This is an implementation of infinite model of diachronic semantic change: Infinite SCAN.
using docker to run code in this repository.
$ docker build -t boost .
$ docker run -it -v LOCAL_PATH:CONTAINER_PATH boost
before run command, you need to prepare time-series corpora.
corpora should be placed in an arbitrary directory consisting of a group of files by year.
$ python3 tools/create_snippets.py --lang LANG --year-start YEAR_START --year-end YEAR_END --window-size WINDOW_SIZE --input-path INPUT_PATH --output-path OUTPUT_PATH TARGET_WORD1 TARGET_WORD2 ...

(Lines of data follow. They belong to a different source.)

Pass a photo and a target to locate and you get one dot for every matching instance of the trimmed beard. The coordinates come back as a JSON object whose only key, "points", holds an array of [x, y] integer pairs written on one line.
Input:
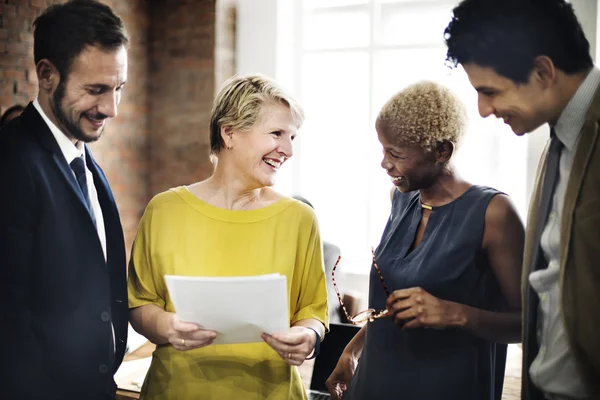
{"points": [[69, 127]]}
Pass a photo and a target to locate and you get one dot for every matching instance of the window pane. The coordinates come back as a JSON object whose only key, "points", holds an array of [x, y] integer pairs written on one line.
{"points": [[333, 173], [412, 23], [395, 69], [312, 4], [329, 29]]}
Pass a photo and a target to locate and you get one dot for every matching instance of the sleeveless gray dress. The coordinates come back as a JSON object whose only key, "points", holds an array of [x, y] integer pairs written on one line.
{"points": [[429, 364]]}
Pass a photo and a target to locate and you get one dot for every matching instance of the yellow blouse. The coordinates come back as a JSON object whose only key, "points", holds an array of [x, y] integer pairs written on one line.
{"points": [[180, 234]]}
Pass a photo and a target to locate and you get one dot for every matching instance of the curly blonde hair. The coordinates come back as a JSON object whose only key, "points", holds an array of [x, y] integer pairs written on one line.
{"points": [[425, 113]]}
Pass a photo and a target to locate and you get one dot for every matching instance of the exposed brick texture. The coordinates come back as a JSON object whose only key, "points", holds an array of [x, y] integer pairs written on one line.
{"points": [[183, 80], [160, 137]]}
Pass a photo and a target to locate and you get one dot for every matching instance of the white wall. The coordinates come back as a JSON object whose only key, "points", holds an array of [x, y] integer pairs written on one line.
{"points": [[266, 43]]}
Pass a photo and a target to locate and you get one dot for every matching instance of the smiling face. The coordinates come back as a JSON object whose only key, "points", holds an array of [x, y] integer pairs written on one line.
{"points": [[410, 167], [524, 107], [90, 94], [259, 152]]}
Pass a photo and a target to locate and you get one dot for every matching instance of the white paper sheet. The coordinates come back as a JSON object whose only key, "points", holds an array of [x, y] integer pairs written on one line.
{"points": [[239, 309], [134, 340], [131, 374]]}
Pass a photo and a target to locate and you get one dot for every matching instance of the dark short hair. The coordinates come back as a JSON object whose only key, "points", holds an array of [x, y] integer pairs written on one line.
{"points": [[507, 35], [10, 110], [62, 31]]}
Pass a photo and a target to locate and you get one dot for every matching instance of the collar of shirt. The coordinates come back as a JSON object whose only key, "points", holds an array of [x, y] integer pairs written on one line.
{"points": [[69, 150], [572, 118]]}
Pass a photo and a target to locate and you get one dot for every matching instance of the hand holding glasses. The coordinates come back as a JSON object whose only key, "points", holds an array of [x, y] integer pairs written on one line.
{"points": [[366, 315]]}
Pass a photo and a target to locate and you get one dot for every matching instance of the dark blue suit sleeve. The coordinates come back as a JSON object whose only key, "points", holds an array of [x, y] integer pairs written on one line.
{"points": [[23, 374]]}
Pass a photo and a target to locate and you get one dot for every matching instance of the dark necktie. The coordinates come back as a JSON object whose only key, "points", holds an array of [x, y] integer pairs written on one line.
{"points": [[78, 167], [550, 179]]}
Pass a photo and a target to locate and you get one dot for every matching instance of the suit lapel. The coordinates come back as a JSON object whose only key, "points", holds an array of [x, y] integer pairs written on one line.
{"points": [[41, 130], [583, 153]]}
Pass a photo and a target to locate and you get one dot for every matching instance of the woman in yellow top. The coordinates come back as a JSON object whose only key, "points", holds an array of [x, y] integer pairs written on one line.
{"points": [[232, 224]]}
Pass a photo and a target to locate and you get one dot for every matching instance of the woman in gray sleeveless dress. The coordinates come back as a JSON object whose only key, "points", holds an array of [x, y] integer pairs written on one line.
{"points": [[450, 255]]}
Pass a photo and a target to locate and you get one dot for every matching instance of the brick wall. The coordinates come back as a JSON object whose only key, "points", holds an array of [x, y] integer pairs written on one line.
{"points": [[160, 137], [182, 44]]}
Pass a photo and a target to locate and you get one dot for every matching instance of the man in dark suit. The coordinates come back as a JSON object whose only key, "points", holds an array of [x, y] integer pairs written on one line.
{"points": [[63, 319], [530, 63]]}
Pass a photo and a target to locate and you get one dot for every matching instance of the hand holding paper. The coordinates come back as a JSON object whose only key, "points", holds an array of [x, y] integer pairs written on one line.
{"points": [[239, 309]]}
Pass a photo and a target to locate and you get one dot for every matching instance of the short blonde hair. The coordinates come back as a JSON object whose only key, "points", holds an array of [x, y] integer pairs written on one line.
{"points": [[425, 113], [240, 101]]}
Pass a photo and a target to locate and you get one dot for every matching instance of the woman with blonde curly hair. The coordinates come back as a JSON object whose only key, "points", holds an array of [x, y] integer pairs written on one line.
{"points": [[232, 224], [450, 255]]}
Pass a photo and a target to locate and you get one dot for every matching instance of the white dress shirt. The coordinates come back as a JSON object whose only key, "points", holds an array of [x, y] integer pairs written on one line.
{"points": [[554, 370]]}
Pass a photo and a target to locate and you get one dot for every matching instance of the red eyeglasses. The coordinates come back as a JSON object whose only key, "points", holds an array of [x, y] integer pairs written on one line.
{"points": [[366, 315]]}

compile and estimate model.
$ make
$ ./scan -num_iteration=1000 -min_word_count=10 -data_path=PATH_TO_DATA -save_path=PATH_TO_MODEL
generate pseudo data and estimate model.
$ python3 tools/create_snippets.py --num-times NUM_TIMES --num-senses NUM_SENSES --context-window-size WINDOW_SIZE --vocab-size-per-sense VOCAB_SIZE --num-sample NUM_SAMPLE --shift-type random --word-prior-type zipf --output-path PATH_TO_DATA
$ ./scan -data_path=PATH_TO_DATA -save_path=PATH_TO_SAVE -min_word_count=MIN_WORD_COUNT -start_year=0 -end_year=NUM_TIMES -year_interval=1 -num_iteration=NUM_ITERATION
build and run.
$ make prob
$ ./prob -model_path=PATH_TO_MODEL -use_npmi=true
Seiichi Inoue, Mamoru Komachi, Toshinobu Ogiso, Hiroya Takamura, and Daichi Mochihashi. 2022. Infinite SCAN: An Infinite Model of Diachronic Semantic Change. In Proceedings of the 2022 Conference on Empirical Methods in Natural Language Processing, pages 1605–1616, Abu Dhabi, United Arab Emirates. Association for Computational Linguistics.